It's funny really. I haven't touched the camera all that much ever since I came back from Belgium. I used it sparsely, here and there.
And then last week, I saw this body of work by Michael Jackson. The photographs that Michael is creating are absolutely brilliant.
But it pushed me even further down. "Why can certain artists be so creative?", I asked myself. Why can somebody come up with such a brilliant concept and I can't come up with anything even remotely interesting.
I really didn't get it. I was looking for an alternative approach to my own work. Do I go for the pinhole stuff? Do I go for some weird alternative process? Do I want to do more long exposures (nah, too many people are doing this already, it's getting old). Do I want to do more extreme long exposures (maybe, but it's boring stuff, I'm not sitting around waiting for a 5h exposure to finish up). Do I do this? Do I do that?
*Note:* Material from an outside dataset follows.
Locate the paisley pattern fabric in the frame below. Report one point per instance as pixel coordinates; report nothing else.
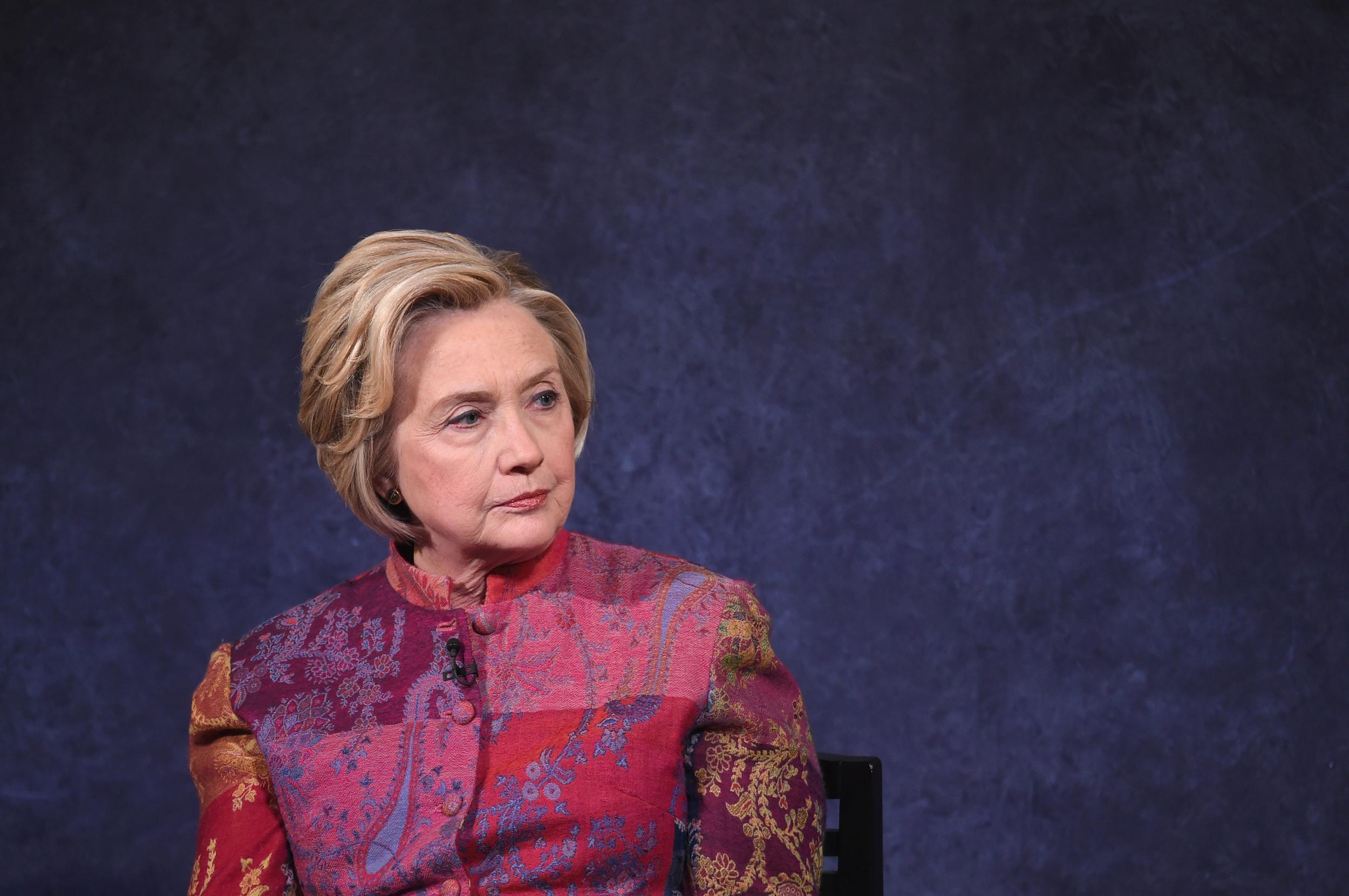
(609, 721)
The whole situation pushed me in a downward spiral.
Ask my wife! I was grumpy for about a week. Locked up in my head. Thinking, pondering, weighing options, analyzing...
The fact of the matter was that I though of my work as the biggest load of cr*p ever produced. I get phases like this where I just want to hit delete, toss the camera as far as I can toss it and just do something else. I just didn't wanted to create anything anymore. Because I knew it was going to be mediocre, or would contain stuff I've done so many times before.
Then it hit me. I hit myself on the forehead. HOW could I let myself slide like this? I shouldn't be paying attention to what other artists are doing. I should do my own thing. If I do it long enough, eventually something will come out of that, right?
I remembered Cole Thompson talking on his blog about Photographic Celibacy.
If I pursue something that wasn't me, how could that make me happy or proud in the end of it all?
Long story short. Ever since I've put my locomotive back on the tracks I felt a little better about my work. I went out this week to chase some storms. And after a successful night this week I came back with a big grin on my face. "Sarah, I've shot 2½ rolls of film tonight". I was extremely happy about that fact. "I think I've pushed through".
That's exactly the thing. Sometimes you forget how hard you love doing a certain thing. For me that is photography. I remembered this week. And it re-sparked my energy to create more work.